John gloussa :
— Tout ira bien pour les Indiens. Ils ont acquis la base la plus solide de nous tous. Ils ont fait un pacte avec la planète, ils en sont devenus une partie.
— J’espère que tu as raison, dit Jason.
Ils restèrent assis en silence, devant le feu qui vacillait dans le foyer, écoutant les soupirs de la cheminée. Le vent tirait sur les gouttières, la vieille maison gémissait sous le poids des ans dans le silence de la nuit.
John dit finalement :
— Il y a une chose que je veux savoir, et j’exige la vérité. Que s’est-il passé avec ton extra-terrestre ?
— Il est parti, dit Jason. Il est retourné chez lui. Il est resté plus longtemps qu’il n’en avait l’intention parce qu’il fallait qu’il raconte à quelqu’un ce qui était arrivé, il fallait qu’il remercie quelqu’un. David était l’homme à remercier car c’est lui qui a agi, mais David n’a jamais entendu un mot de ce qu’il lui disait. Alors, il est venu me voir et il me l’a dit.
— Et tu l’as répété à David ? Lui as-tu transmis les remerciements ?
Jason fit un signe négatif :
— Non, pas encore.
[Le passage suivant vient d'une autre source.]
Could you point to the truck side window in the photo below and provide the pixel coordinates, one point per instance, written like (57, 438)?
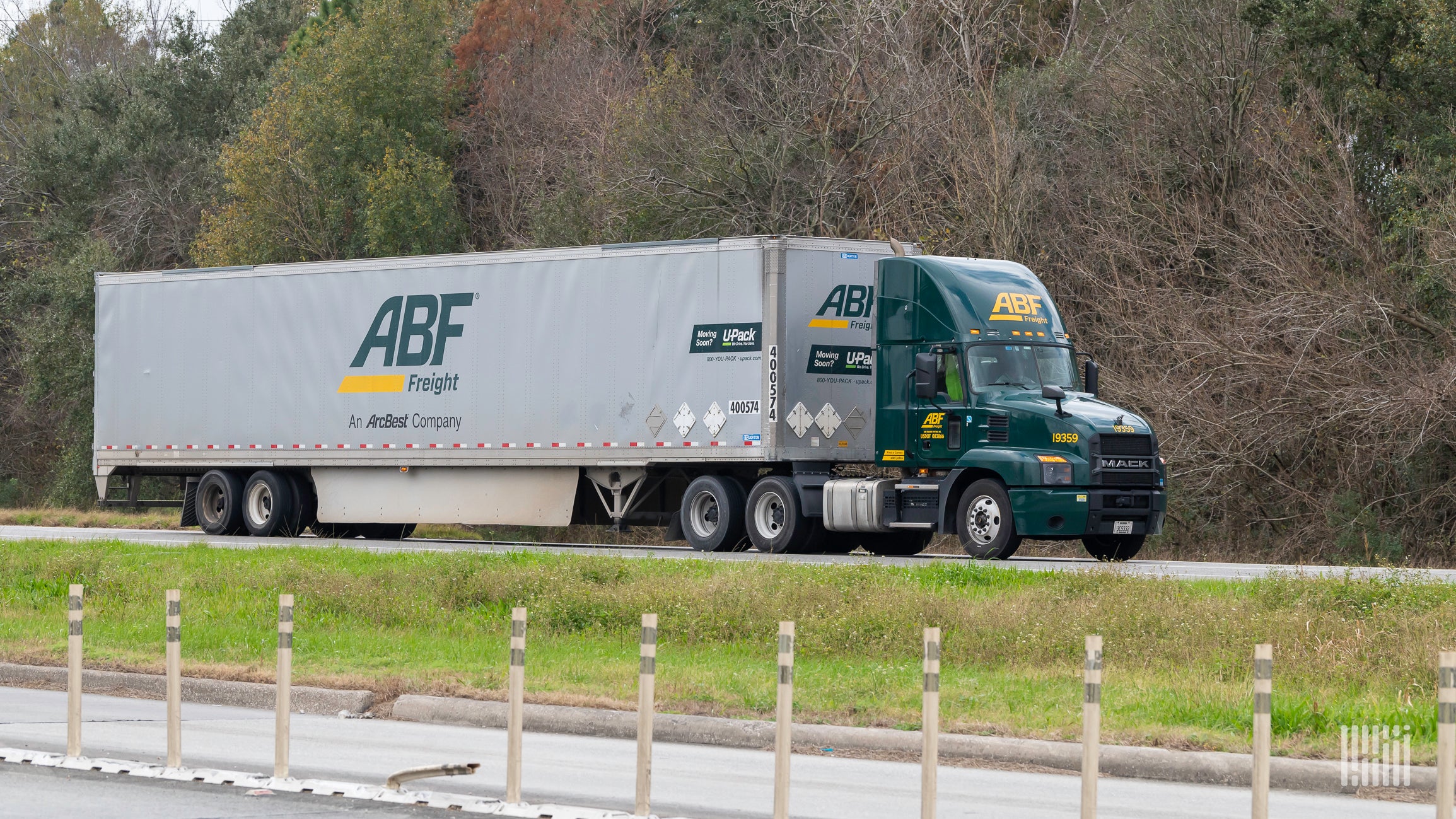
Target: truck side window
(948, 377)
Peut-être jamais. Il n’est pas prêt. Cela pourrait l’effrayer, il pourrait s’enfuir de nouveau, j’en ai parlé à deux personnes, à toi et à Ézéchiel.
John fronça les sourcils :
— Était-ce très malin d’en parler à Ézéchiel ?
— Je me le suis demandé, dit Jason, et finalement je l’ai fait. Cela semblait… Eh bien, cela semblait faire partie de son rayon. Il est tellement accablé de soucis, de culpabilités imaginaires, que j’ai pensé que cela pourrait l’aider, que cela lui donnerait un souci solide et positif, pour changer.
— Ce n’était pas vraiment ce que j’ai voulu dire quand j’ai posé la question, dit John. Ce qui m’inquiète, c’est cette histoire d’âme. Honnêtement, crois-tu qu’il soit possible que ce bizarre personnage de l’ouest ait donné une âme à l’extra-terrestre ?
— C’est ce que celui-ci affirme.
— Il le dit. Mais toi, qu’en penses-tu ?
— Parfois, je pense que l’âme est peut-être un état d’esprit, dit Jason.
Inquiet, Ézéchiel parcourait de long en large le jardin du monastère.
Il se disait qu’il était impossible que ce que lui avait rapporté M. Jason soit vrai. M. Jason devait avoir mal compris. Il souhaitait que l’extra-terrestre soit encore là pour pouvoir lui parler, bien que M. Jason ait dit que, même s’il avait été là, il n’aurait pas pu communiquer avec lui. Il n’avait aucun moyen de communiquer avec l’extra-terrestre.
La nuit était silencieuse et les étoiles lointaines. Un vent d’hiver souffla sur les collines automnales. Ezéchiel frissonna quand le vent l’atteignit, et il fut aussitôt dégoûté de lui-même et légèrement effrayé. Il ne devrait pas frissonner dans le vent, il lui était impossible de le sentir. Était-il possible qu’il soit en train de se transformer en être humain ? se demanda-t-il. Pouvait-il vraiment, dans son humanité, sentir le vent ? Et il se retrouva encore plus effrayé d’avoir pensé qu’il pouvait être humain que lorsqu’il avait frissonné dans le vent.
Orgueil, pensa-t-il. Orgueil et vanité. Arriverait-il jamais à se débarrasser de son orgueil et de sa vanité ? Et, il pouvait aussi le reconnaître : quand se débarrasserait-il de ses doutes ?
Et, à cet instant, en se posant cette question, il ne réussit plus à se dissimuler ce qu’il avait essayé d’écarter, la pensée qu’il avait essayé d’éviter de regarder en face en se forçant à penser à l’extra-terrestre et à son âme.
Le Principe.
Non, cria-t-il intérieurement avec une terreur subite, non, ce ne peut être vrai ! Il ne peut pas y avoir là la moindre parcelle de vérité. Même y penser est un sacrilège.
Il se rappela violemment à lui-même que, dans ce domaine, il était sûr de lui :
Dieu devait à jamais être un gentil vieux monsieur (humain) avec une longue barbe blanche.